Hardliner Ebrahim Raisi : Iran’s President:
Hardliner Ebrahim Raisi became Iran’s president. He succeeded Hassan Rouhani.
- Iran’s 13th presidential elections were recently held.
- As per rules, the president should be a Shiite Muslim. Over 90 per cent of Iran’s population is comprised of Shiite Muslims.
- Raisi first came to prominence when he became the Prosecutor General of Karaj in 1980, when he became the Prosecutor of
- Tehran and the First Deputy to the Head of Judiciary from 2004 to 2014 after which he became the Prosecutor General of Iran from 2014 to 2016.
- In 2019, Raisi was appointed the head of Iran’s judiciary, an appointment that sparked concerns because of his involvement in the mass executions of thousands of political prisoners in 1988 after the Iran-Iraq war.

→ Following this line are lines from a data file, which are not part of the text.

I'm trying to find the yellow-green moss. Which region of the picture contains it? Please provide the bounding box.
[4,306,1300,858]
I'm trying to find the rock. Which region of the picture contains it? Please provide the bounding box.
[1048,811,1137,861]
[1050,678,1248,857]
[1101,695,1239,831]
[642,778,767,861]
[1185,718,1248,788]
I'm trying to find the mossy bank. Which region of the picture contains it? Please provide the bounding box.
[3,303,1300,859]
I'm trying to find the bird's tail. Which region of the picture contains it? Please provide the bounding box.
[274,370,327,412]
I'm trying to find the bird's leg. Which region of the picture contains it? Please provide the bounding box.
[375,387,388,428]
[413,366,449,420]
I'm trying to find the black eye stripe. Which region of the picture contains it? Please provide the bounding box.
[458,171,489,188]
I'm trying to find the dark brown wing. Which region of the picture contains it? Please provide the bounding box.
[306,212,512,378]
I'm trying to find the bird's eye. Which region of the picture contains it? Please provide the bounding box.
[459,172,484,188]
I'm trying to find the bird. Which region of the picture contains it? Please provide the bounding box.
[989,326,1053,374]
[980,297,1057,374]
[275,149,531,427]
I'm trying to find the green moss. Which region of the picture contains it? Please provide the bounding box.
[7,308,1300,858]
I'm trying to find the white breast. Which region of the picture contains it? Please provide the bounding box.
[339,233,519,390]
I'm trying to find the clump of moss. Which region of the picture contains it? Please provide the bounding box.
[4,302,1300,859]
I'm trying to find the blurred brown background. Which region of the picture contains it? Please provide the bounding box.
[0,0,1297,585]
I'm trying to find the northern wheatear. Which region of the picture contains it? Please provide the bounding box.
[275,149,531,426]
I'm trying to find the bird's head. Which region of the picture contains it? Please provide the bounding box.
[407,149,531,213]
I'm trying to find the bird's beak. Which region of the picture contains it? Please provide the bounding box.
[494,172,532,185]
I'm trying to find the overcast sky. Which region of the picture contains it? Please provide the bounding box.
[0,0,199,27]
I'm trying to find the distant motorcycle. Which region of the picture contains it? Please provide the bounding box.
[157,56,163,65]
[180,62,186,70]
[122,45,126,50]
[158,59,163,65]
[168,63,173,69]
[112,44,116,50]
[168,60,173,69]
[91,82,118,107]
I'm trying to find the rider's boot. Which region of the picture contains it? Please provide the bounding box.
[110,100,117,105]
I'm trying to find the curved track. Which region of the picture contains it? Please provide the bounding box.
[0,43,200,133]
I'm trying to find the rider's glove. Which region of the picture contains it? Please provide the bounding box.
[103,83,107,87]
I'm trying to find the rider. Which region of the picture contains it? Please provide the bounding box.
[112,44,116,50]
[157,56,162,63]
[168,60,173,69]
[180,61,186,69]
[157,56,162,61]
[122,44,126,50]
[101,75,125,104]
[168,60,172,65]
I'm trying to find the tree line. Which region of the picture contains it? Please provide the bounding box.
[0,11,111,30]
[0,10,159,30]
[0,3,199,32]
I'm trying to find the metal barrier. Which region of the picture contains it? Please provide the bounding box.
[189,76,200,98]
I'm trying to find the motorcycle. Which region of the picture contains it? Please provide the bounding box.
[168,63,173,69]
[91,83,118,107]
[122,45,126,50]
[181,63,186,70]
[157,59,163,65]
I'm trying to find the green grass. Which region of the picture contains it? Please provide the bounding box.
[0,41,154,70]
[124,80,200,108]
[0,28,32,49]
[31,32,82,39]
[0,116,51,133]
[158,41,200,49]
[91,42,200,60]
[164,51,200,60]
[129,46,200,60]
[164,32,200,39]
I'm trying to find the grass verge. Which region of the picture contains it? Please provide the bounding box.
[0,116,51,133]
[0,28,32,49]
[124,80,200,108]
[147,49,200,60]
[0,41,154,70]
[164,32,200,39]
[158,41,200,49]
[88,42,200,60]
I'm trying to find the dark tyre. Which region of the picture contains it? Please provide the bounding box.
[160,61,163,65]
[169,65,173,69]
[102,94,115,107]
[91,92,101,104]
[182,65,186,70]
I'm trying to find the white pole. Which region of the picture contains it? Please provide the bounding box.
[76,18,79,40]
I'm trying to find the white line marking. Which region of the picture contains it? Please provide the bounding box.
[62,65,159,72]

- Amnesty International has identified Raisi as a member of the “death commission” that carried out “enforced disappearance and extrajudicial executions of several thousand political dissidents in Evin and Gohardasht prisons near Tehran between late July and early September 1988. Victims’ bodies were mostly buried in unmarked mass graves.”
- Raisi also has ties to the paramilitary group Islamic Revolutionary Guard Corps (IRGC).